Answer:

There are 840 sets of five marbles that include either the lavender one or exactly one yellow one but not both colors.

Step-by-step explanation:

We need to treat the case where we get the lavender marble, then the case where we get exactly one yellow marble, because according to the question, these cases are mutually exclusive.

Given

Red Marbles = 3

Green = 3

Lavender = 1

Yellow = 3

Oranges = 4

TOTAL = 14

Now

For when we get the lavender marble alone, we have

C(1, 1) = 1!/(0! 1!) = 1/1 = 1 way to do this.

The remaining four marbles are neither lavender nor yellow.

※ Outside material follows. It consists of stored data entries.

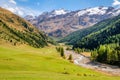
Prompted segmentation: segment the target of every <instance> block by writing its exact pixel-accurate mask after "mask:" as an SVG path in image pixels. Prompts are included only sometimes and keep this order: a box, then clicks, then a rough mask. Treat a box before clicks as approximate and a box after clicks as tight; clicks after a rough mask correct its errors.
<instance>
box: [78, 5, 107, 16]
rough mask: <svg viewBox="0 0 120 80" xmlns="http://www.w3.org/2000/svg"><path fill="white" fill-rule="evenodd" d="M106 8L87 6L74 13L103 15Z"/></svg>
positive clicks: (104, 13) (106, 9) (101, 7)
mask: <svg viewBox="0 0 120 80" xmlns="http://www.w3.org/2000/svg"><path fill="white" fill-rule="evenodd" d="M107 9H108V7H94V8H88V9H84V10H80V11H79V12H78V13H77V14H76V15H78V16H82V15H84V14H87V15H94V14H97V15H103V14H105V13H106V10H107Z"/></svg>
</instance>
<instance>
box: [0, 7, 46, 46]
mask: <svg viewBox="0 0 120 80" xmlns="http://www.w3.org/2000/svg"><path fill="white" fill-rule="evenodd" d="M0 39H3V40H6V41H8V42H11V43H12V44H14V45H17V44H28V45H31V46H34V47H44V46H46V45H47V39H48V38H47V36H46V35H45V34H44V33H42V32H40V31H38V30H37V29H36V28H35V27H34V26H33V25H31V24H30V23H28V22H27V21H25V20H24V19H22V18H20V17H19V16H17V15H15V14H13V13H11V12H9V11H7V10H5V9H3V8H0Z"/></svg>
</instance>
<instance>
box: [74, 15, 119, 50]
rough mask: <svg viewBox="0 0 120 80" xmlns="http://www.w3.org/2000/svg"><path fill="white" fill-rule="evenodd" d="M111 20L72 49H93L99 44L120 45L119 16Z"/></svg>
mask: <svg viewBox="0 0 120 80" xmlns="http://www.w3.org/2000/svg"><path fill="white" fill-rule="evenodd" d="M111 20H112V22H111V21H110V22H109V24H108V25H106V26H105V27H104V28H102V29H99V31H96V32H93V33H91V34H89V35H87V36H85V37H83V38H82V39H81V40H80V41H78V42H77V43H76V44H75V45H74V47H81V48H87V49H94V48H97V47H99V46H100V45H101V44H102V45H103V44H111V43H120V15H119V16H117V17H114V18H112V19H111ZM105 22H108V21H107V20H106V21H105ZM100 25H102V24H100Z"/></svg>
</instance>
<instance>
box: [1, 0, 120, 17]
mask: <svg viewBox="0 0 120 80" xmlns="http://www.w3.org/2000/svg"><path fill="white" fill-rule="evenodd" d="M0 6H1V7H3V8H6V9H8V10H10V11H12V12H14V13H16V14H18V15H21V16H24V15H27V14H31V15H39V14H41V13H42V12H45V11H51V10H54V9H61V8H64V9H65V10H71V11H73V10H80V9H85V8H89V7H96V6H113V7H119V6H120V0H0Z"/></svg>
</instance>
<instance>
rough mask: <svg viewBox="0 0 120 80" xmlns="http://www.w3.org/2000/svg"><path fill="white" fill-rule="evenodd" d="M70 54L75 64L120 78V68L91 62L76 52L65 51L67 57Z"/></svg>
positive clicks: (90, 61)
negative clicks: (103, 72)
mask: <svg viewBox="0 0 120 80" xmlns="http://www.w3.org/2000/svg"><path fill="white" fill-rule="evenodd" d="M70 54H72V57H73V62H74V64H76V65H79V66H82V67H85V68H89V69H93V70H97V71H100V72H104V73H107V74H110V75H115V76H120V68H119V67H117V66H111V65H107V64H102V63H99V62H93V61H91V60H90V58H89V57H86V56H84V55H81V54H77V53H75V52H74V51H68V50H65V55H66V57H68V56H69V55H70Z"/></svg>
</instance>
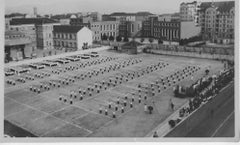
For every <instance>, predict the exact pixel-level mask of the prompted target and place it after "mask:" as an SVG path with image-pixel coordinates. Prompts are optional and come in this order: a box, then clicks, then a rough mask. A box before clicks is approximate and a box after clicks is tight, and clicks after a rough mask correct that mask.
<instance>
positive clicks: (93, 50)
mask: <svg viewBox="0 0 240 145" xmlns="http://www.w3.org/2000/svg"><path fill="white" fill-rule="evenodd" d="M109 48H110V47H109V46H102V47H99V48H94V49H87V50H79V51H75V52H68V53H62V54H59V55H52V56H46V57H40V58H35V59H28V60H23V61H18V62H10V63H7V64H4V67H14V66H18V65H23V64H29V63H36V62H41V61H44V60H51V59H56V58H60V57H66V56H71V55H77V54H84V53H89V52H92V51H103V50H107V49H109Z"/></svg>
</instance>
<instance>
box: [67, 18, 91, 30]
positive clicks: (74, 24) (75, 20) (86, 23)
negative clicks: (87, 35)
mask: <svg viewBox="0 0 240 145" xmlns="http://www.w3.org/2000/svg"><path fill="white" fill-rule="evenodd" d="M88 20H89V21H88ZM88 20H87V18H85V19H83V18H71V19H70V25H72V26H82V27H83V26H84V27H88V28H91V22H92V21H91V20H90V19H88Z"/></svg>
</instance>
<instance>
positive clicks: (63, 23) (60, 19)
mask: <svg viewBox="0 0 240 145" xmlns="http://www.w3.org/2000/svg"><path fill="white" fill-rule="evenodd" d="M59 22H60V24H61V25H70V19H68V18H65V19H59Z"/></svg>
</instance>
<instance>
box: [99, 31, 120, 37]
mask: <svg viewBox="0 0 240 145" xmlns="http://www.w3.org/2000/svg"><path fill="white" fill-rule="evenodd" d="M104 34H105V35H107V36H114V37H116V35H117V33H115V32H105V33H101V35H102V36H103V35H104Z"/></svg>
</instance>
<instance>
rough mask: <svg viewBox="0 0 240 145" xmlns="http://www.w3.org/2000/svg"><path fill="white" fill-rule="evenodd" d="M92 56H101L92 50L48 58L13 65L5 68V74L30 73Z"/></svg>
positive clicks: (9, 75) (92, 56) (87, 58)
mask: <svg viewBox="0 0 240 145" xmlns="http://www.w3.org/2000/svg"><path fill="white" fill-rule="evenodd" d="M91 57H99V54H98V53H97V52H91V53H88V54H78V55H73V56H67V57H64V58H58V59H54V60H46V61H43V62H38V63H31V64H29V65H21V66H18V67H11V68H6V69H5V76H12V75H14V74H22V73H29V72H30V71H31V69H37V70H40V69H44V68H45V67H46V66H47V67H54V66H58V65H59V64H67V63H70V62H76V61H80V60H81V59H90V58H91Z"/></svg>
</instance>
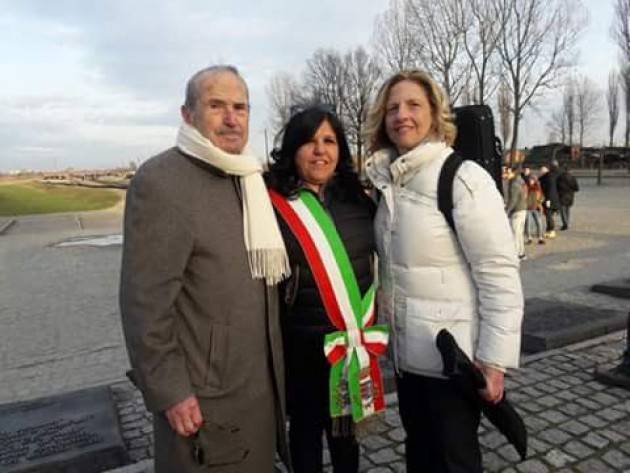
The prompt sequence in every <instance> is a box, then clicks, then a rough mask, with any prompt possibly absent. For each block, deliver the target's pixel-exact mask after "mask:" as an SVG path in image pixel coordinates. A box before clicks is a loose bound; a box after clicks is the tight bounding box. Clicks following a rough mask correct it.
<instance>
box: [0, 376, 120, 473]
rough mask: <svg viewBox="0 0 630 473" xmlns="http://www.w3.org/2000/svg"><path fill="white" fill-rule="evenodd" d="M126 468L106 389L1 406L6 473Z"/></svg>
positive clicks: (1, 426) (92, 471)
mask: <svg viewBox="0 0 630 473" xmlns="http://www.w3.org/2000/svg"><path fill="white" fill-rule="evenodd" d="M127 462H128V458H127V452H126V449H125V445H124V443H123V440H122V437H121V435H120V429H119V425H118V417H117V415H116V411H115V406H114V402H113V399H112V396H111V392H110V390H109V388H108V387H106V386H104V387H97V388H90V389H85V390H81V391H75V392H71V393H67V394H61V395H57V396H51V397H46V398H40V399H36V400H33V401H25V402H18V403H12V404H5V405H2V406H0V471H2V472H3V473H27V472H28V473H40V472H42V473H43V472H46V473H97V472H101V471H105V470H108V469H111V468H116V467H118V466H121V465H123V464H125V463H127Z"/></svg>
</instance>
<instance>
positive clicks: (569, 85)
mask: <svg viewBox="0 0 630 473" xmlns="http://www.w3.org/2000/svg"><path fill="white" fill-rule="evenodd" d="M562 112H563V113H564V122H565V123H566V126H567V137H568V138H569V140H568V143H567V144H568V145H572V144H573V130H574V128H575V119H576V113H575V81H574V79H573V78H571V79H569V81H568V82H567V84H566V85H565V86H564V94H563V95H562ZM563 142H564V140H563Z"/></svg>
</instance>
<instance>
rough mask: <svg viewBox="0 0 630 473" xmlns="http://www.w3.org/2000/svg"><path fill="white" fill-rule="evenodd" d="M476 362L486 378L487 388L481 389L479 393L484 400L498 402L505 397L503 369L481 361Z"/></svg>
mask: <svg viewBox="0 0 630 473" xmlns="http://www.w3.org/2000/svg"><path fill="white" fill-rule="evenodd" d="M475 364H476V365H477V367H478V368H479V369H480V370H481V372H482V373H483V376H484V377H485V378H486V389H482V390H481V391H479V394H480V395H481V397H482V398H483V399H484V400H486V401H488V402H492V403H494V404H496V403H497V402H499V401H500V400H501V399H503V388H504V386H503V377H504V373H503V371H501V370H500V369H498V368H494V367H492V366H488V365H485V364H483V363H480V362H475Z"/></svg>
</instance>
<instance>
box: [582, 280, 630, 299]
mask: <svg viewBox="0 0 630 473" xmlns="http://www.w3.org/2000/svg"><path fill="white" fill-rule="evenodd" d="M591 291H593V292H598V293H600V294H608V295H609V296H614V297H621V298H623V299H630V279H628V278H624V279H615V280H614V281H608V282H605V283H600V284H595V285H594V286H592V287H591Z"/></svg>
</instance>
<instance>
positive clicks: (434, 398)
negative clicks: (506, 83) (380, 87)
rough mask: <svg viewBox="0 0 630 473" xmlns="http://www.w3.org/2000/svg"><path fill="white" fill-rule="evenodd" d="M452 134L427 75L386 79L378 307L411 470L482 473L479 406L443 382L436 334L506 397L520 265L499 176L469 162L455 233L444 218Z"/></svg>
mask: <svg viewBox="0 0 630 473" xmlns="http://www.w3.org/2000/svg"><path fill="white" fill-rule="evenodd" d="M455 134H456V130H455V127H454V125H453V123H452V122H451V116H450V111H449V107H448V102H447V99H446V97H445V96H444V94H443V93H442V91H441V89H440V87H439V86H438V85H437V84H436V82H435V81H434V80H433V79H432V78H431V77H430V76H428V75H427V74H425V73H423V72H420V71H403V72H400V73H398V74H396V75H394V76H393V77H391V78H390V79H388V80H387V81H386V82H385V83H384V84H383V86H382V87H381V89H380V92H379V94H378V96H377V98H376V101H375V104H374V106H373V108H372V110H371V112H370V114H369V117H368V140H369V146H370V150H371V153H372V156H371V157H370V159H369V160H368V162H367V163H366V166H367V168H366V171H367V175H368V177H369V178H370V180H371V181H372V183H373V184H374V186H375V187H376V189H377V190H378V191H379V193H380V200H379V206H378V210H377V214H376V219H375V234H376V235H375V236H376V245H377V250H378V254H379V258H380V261H381V263H382V264H379V267H380V273H381V274H380V276H381V279H380V281H381V288H380V296H379V308H380V310H382V311H383V313H384V314H385V315H386V316H387V317H388V319H389V323H390V330H391V342H390V346H392V348H393V358H394V363H395V367H396V373H397V377H396V379H397V386H398V398H399V409H400V415H401V418H402V422H403V426H404V428H405V431H406V434H407V438H406V452H407V471H410V472H417V471H430V472H449V473H452V472H466V473H473V472H481V471H482V466H481V453H480V448H479V442H478V438H477V428H478V425H479V419H480V411H479V407H478V405H475V404H473V403H471V402H470V401H469V400H468V399H467V398H465V397H464V395H463V394H460V392H459V391H458V390H457V389H456V388H455V387H454V385H453V384H452V383H451V381H450V380H448V379H445V378H444V376H443V375H442V361H441V357H440V355H439V352H438V351H437V349H436V346H435V336H436V334H437V333H438V331H439V330H440V329H443V328H446V329H448V330H449V331H450V332H451V333H452V334H453V336H454V337H455V339H456V340H457V343H458V344H459V346H460V347H461V348H462V349H463V350H464V351H465V352H466V353H467V354H468V355H469V356H470V357H471V358H472V359H474V360H475V362H476V364H477V365H478V366H479V367H480V369H481V370H482V372H483V374H484V375H485V377H486V381H487V387H486V389H485V390H483V391H481V392H480V395H481V396H482V397H483V398H484V399H485V400H487V401H490V402H498V401H499V400H500V399H501V398H502V397H503V386H504V383H503V377H504V372H505V369H506V368H512V367H516V366H517V364H518V359H519V351H520V327H521V320H522V316H523V294H522V290H521V282H520V278H519V273H518V267H519V263H518V259H517V256H516V253H515V251H514V239H513V236H512V232H511V230H510V225H509V223H508V220H507V217H506V215H505V212H504V210H503V200H502V198H501V196H500V194H499V193H498V191H497V189H496V187H495V184H494V182H493V181H492V178H491V177H490V175H489V174H487V173H486V171H485V170H484V169H482V168H481V167H480V166H479V165H477V164H476V163H474V162H473V161H470V160H466V161H464V163H463V164H462V165H461V167H460V168H459V170H458V171H457V173H456V175H455V179H454V182H453V202H454V208H453V219H454V223H455V230H456V233H455V232H453V231H452V230H451V228H450V227H449V225H448V224H447V222H446V220H445V218H444V216H443V214H442V213H441V212H440V211H439V210H438V203H437V183H438V176H439V174H440V170H441V168H442V164H443V163H444V161H445V160H446V158H447V157H448V156H449V155H450V154H451V153H452V152H453V149H452V148H451V144H452V143H453V141H454V139H455Z"/></svg>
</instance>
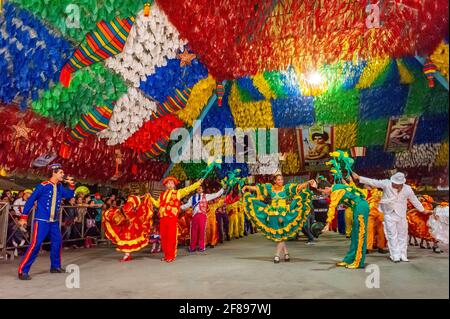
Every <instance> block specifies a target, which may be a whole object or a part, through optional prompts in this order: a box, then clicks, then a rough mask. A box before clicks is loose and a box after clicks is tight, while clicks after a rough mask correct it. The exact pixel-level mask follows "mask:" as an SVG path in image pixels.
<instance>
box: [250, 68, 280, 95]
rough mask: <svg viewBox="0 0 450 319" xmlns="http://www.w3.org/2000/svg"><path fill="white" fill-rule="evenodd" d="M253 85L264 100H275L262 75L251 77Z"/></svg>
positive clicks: (261, 73)
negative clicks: (257, 89)
mask: <svg viewBox="0 0 450 319" xmlns="http://www.w3.org/2000/svg"><path fill="white" fill-rule="evenodd" d="M253 84H254V86H255V87H256V88H257V89H258V91H259V92H261V94H262V95H264V98H265V99H266V100H270V99H275V98H276V96H275V93H274V92H273V91H272V90H271V89H270V86H269V84H268V83H267V81H266V79H265V78H264V73H258V74H257V75H255V76H254V77H253Z"/></svg>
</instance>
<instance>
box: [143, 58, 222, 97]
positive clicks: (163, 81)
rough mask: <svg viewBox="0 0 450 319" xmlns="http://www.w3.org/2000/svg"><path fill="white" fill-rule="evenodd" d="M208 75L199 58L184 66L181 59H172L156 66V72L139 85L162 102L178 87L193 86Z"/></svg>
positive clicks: (147, 93) (153, 96) (187, 86)
mask: <svg viewBox="0 0 450 319" xmlns="http://www.w3.org/2000/svg"><path fill="white" fill-rule="evenodd" d="M207 76H208V71H207V70H206V68H205V67H204V66H203V65H202V64H201V63H200V62H199V61H198V60H197V59H195V60H193V61H192V63H191V64H190V65H186V66H183V67H181V66H180V60H178V59H170V60H168V61H167V64H166V65H165V66H162V67H156V68H155V73H153V74H150V75H149V76H148V77H147V78H146V80H145V81H143V82H141V84H140V86H139V87H140V89H141V90H142V91H143V92H144V93H145V94H146V95H147V96H150V97H152V98H153V99H154V100H156V101H158V102H159V103H161V104H162V103H164V101H165V100H166V99H167V97H168V96H172V95H174V94H175V91H176V90H177V89H178V90H184V89H186V88H189V87H193V86H194V85H195V84H196V83H197V82H199V81H200V80H201V79H204V78H206V77H207ZM214 88H215V86H214ZM214 88H213V90H214Z"/></svg>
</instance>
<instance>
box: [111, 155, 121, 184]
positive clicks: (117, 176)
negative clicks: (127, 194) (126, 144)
mask: <svg viewBox="0 0 450 319" xmlns="http://www.w3.org/2000/svg"><path fill="white" fill-rule="evenodd" d="M114 161H115V165H116V170H115V172H114V176H113V177H111V180H112V181H117V180H118V179H119V178H120V176H121V175H122V172H121V170H120V167H121V165H122V164H123V155H122V152H121V151H120V149H115V150H114Z"/></svg>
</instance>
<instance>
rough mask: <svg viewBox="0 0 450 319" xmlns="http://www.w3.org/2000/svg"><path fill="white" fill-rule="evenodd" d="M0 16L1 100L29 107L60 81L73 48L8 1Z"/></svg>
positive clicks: (0, 99) (0, 93) (0, 98)
mask: <svg viewBox="0 0 450 319" xmlns="http://www.w3.org/2000/svg"><path fill="white" fill-rule="evenodd" d="M4 9H5V10H4V13H3V15H2V19H0V30H1V32H0V70H1V72H0V101H3V102H5V103H11V102H12V101H13V100H14V101H15V102H17V103H20V107H21V108H22V109H25V108H26V107H27V106H28V104H29V103H30V102H31V100H33V101H35V100H37V99H39V96H40V95H42V93H43V90H46V89H48V88H49V87H50V86H51V85H52V83H53V82H55V81H57V80H58V70H59V69H61V67H62V65H63V61H64V60H66V59H67V57H68V56H69V55H70V53H71V51H72V47H71V45H70V43H69V42H68V41H66V40H65V39H63V38H61V37H60V36H59V35H58V34H57V33H56V32H54V31H52V30H50V29H48V27H47V26H46V25H45V24H44V23H42V22H41V21H40V20H38V19H37V18H36V17H35V16H33V15H32V14H31V13H30V12H28V11H26V10H22V9H19V8H18V7H17V6H16V5H13V4H11V3H5V4H4Z"/></svg>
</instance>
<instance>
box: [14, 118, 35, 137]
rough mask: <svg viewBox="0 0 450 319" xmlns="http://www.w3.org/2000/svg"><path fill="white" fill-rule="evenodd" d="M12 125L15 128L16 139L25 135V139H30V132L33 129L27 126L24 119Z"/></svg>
mask: <svg viewBox="0 0 450 319" xmlns="http://www.w3.org/2000/svg"><path fill="white" fill-rule="evenodd" d="M12 127H13V129H14V139H19V138H21V137H23V138H24V139H25V140H29V134H30V132H31V131H32V129H31V128H29V127H27V126H26V125H25V122H24V121H23V120H21V121H20V122H19V124H17V125H13V126H12Z"/></svg>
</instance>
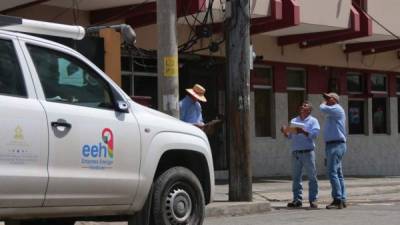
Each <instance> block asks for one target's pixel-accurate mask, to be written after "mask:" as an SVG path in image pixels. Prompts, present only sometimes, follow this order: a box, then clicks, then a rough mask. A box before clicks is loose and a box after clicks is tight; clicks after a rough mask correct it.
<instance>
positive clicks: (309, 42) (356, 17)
mask: <svg viewBox="0 0 400 225" xmlns="http://www.w3.org/2000/svg"><path fill="white" fill-rule="evenodd" d="M350 15H351V16H350V27H349V28H347V29H342V30H334V31H324V32H314V33H304V34H296V35H286V36H280V37H278V44H279V45H281V46H283V45H289V44H295V43H298V44H299V46H300V48H309V47H314V46H318V45H324V44H330V43H335V42H341V41H345V40H350V39H355V38H360V37H365V36H370V35H371V34H372V20H371V18H370V17H369V16H368V15H367V14H366V13H365V12H364V11H363V10H361V9H360V8H358V7H357V6H355V5H353V6H352V7H351V9H350Z"/></svg>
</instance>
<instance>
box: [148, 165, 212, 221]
mask: <svg viewBox="0 0 400 225" xmlns="http://www.w3.org/2000/svg"><path fill="white" fill-rule="evenodd" d="M153 191H154V192H153V204H152V215H153V218H154V223H155V225H181V224H185V225H201V224H202V223H203V220H204V214H205V201H204V194H203V189H202V187H201V184H200V181H199V179H198V178H197V177H196V175H194V173H193V172H192V171H190V170H188V169H186V168H184V167H173V168H170V169H168V170H167V171H165V172H164V173H163V174H161V175H160V176H159V177H158V178H157V180H156V182H155V183H154V186H153Z"/></svg>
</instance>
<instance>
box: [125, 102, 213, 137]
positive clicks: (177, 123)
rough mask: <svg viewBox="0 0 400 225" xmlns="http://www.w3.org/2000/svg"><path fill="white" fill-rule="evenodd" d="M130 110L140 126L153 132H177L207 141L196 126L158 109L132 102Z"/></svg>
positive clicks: (203, 132)
mask: <svg viewBox="0 0 400 225" xmlns="http://www.w3.org/2000/svg"><path fill="white" fill-rule="evenodd" d="M131 108H132V111H133V112H134V114H135V116H136V118H137V119H138V121H139V126H140V127H141V128H149V129H151V130H153V131H154V132H157V133H159V132H179V133H186V134H190V135H195V136H198V137H200V138H202V139H204V140H205V141H207V142H208V139H207V136H206V135H205V133H204V132H203V131H202V130H201V129H199V128H198V127H196V126H194V125H192V124H189V123H185V122H182V121H181V120H179V119H177V118H175V117H172V116H170V115H167V114H165V113H162V112H160V111H157V110H154V109H151V108H148V107H145V106H142V105H140V104H138V103H135V102H133V103H132V104H131Z"/></svg>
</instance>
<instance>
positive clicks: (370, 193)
mask: <svg viewBox="0 0 400 225" xmlns="http://www.w3.org/2000/svg"><path fill="white" fill-rule="evenodd" d="M345 181H346V187H347V194H348V200H347V201H348V204H349V205H352V204H356V203H370V202H382V203H384V202H400V176H393V177H368V178H366V177H363V178H359V177H346V178H345ZM303 188H304V194H303V200H304V201H303V206H307V207H308V182H307V181H304V182H303ZM228 189H229V186H228V184H227V183H226V182H223V181H222V182H221V181H219V182H217V185H216V195H215V202H214V203H212V204H210V205H208V206H207V212H206V213H207V217H218V216H240V215H248V214H256V213H265V212H268V211H271V210H272V209H274V208H276V207H285V206H286V204H287V203H288V202H289V201H291V200H292V192H291V180H290V179H270V178H265V179H255V180H254V181H253V202H229V201H228V198H229V197H228ZM330 193H331V188H330V183H329V181H328V180H327V179H320V180H319V205H320V206H319V207H320V208H324V207H325V205H326V204H329V203H330V202H331V201H332V199H331V195H330Z"/></svg>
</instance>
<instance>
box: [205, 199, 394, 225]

There are 14 - 4 = 10 such marbles, so there are

C(10, 4) = 10!/(6! 4!) = 3628800/17280 = 210 ways to select the last four marbles.

In total, there are

C(1, 1) × C(10, 4) = 1 × 210 = 210 ways to select five marbles where one of them is the lavender color and none of them is yellow color.

Again, we need to get exactly one yellow marble.

There are C(3, 1) = 3!/(2! 1!) = 6/2 = 3 ways to do this.

The other four marbles are neither yellow nor lavender, there are

14 - 4 = 10 such marbles, so we have

C(10, 4) = 210 ways to select the last four marbles.

In total, we have

C(3, 1) × C(10, 4) = 3 × 210 = 630 ways to get exactly one yellow marble.

Finally, using the principle of addition to find the total number of ways to choose a set of five marbles that include either the lavender one or exactly one yellow

one, but not both. We have 210 + 630 = 840 ways to do

this.